La nouvelle attitude du gouvernement français, la convention Lesseps, arrêtée en dehors de l'armée napolitaine et paralysant les sympathies du général Oudinot, résolu cependant à ne fairé aucun mouvement rétrograde, changèrent aussitôt les dispositions militaires du roi des DeuxSiciles. Dans la prévision des événements qui, d'un moment à l'autre, pouvaient surgir à Paris et révolutionner davantage encore la politique de la république française, cet auguste monarque rappelé d'une part à Gaëte par des lettres pressantes du souverain pontife, et craignant d'un autre côté l'action combinée de la France et de Rome, se décida à rentrer dans ses États. En conséquence, le 17 mai, l'armée napolitaine reçut l'ordre de quitter les positions qu'elle occupait à Albano. Elle abandonna cette ville à deux heures pour se porter sur Ariccia où le roi, marchant à l'arrière-garde, la rejoignit dans la soirée. A deux heures du matin, l'armée, après avoir pourvu à l'évacuation des magasins, continuà son mouvement sur Velletri.

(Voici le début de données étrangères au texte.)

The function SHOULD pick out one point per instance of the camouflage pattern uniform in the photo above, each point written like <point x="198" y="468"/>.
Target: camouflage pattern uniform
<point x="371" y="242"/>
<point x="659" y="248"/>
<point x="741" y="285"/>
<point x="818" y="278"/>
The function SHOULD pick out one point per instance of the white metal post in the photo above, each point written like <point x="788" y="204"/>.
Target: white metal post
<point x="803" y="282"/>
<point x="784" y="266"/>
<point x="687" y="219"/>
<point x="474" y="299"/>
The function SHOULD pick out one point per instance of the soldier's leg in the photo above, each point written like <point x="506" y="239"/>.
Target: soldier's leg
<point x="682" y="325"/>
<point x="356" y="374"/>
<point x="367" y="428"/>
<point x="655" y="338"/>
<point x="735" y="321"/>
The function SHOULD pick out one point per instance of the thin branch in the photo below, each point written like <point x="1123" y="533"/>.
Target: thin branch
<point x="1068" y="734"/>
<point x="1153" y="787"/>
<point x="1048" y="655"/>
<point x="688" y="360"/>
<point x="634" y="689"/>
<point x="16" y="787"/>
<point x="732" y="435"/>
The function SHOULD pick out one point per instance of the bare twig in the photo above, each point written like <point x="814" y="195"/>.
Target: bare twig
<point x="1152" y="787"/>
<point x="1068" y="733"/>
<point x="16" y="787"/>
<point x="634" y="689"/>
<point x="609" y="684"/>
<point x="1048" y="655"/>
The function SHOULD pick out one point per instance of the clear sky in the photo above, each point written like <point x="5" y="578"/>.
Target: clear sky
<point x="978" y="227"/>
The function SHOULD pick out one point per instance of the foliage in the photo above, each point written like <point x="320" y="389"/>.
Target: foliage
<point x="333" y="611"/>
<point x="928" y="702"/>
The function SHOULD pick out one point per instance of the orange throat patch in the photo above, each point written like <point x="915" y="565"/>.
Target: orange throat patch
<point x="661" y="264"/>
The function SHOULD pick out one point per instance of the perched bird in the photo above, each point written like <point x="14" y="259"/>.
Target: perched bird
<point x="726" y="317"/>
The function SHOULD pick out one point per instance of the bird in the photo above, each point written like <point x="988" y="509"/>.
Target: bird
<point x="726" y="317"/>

Elle commençait à s'y établir lorsqu'elle apprit par ses éclaireurs qu'un corps de dix mille Romains arrivait à Palestrine et continuait à marche forcée son mouvement sur Velletri. ::

La cavalerie, les équipages et presque toute l'artillerie sortirent de la ville et bivouaquèrent à la porte de Naples.

Le 19, au matin, tout était paisible dans la ville et le roi donnait les derniers ordres pour continuer le mouvement de ses troupes lorsque des hauteurs où le palais du délégué se trouve situé, on aperçut un gros de cavalerie se diriger par la route de Valmontone sur 'Velletri. C'était l'avant-garde des bandes de Garibaldi. Peu de temps après, les troupes romaines commandées par le général Roselli prenaient position à travers les arbres de ces fertiles campagnes. Le roi, avec le calme, dont il a fait preuve dans toutes les circonstances difficiles de son règne, prit aussitôt ses dispositions pour arrêter l'ennemi et manœuvrer de manière à ne pas être coupé dans son mouvement de retraite.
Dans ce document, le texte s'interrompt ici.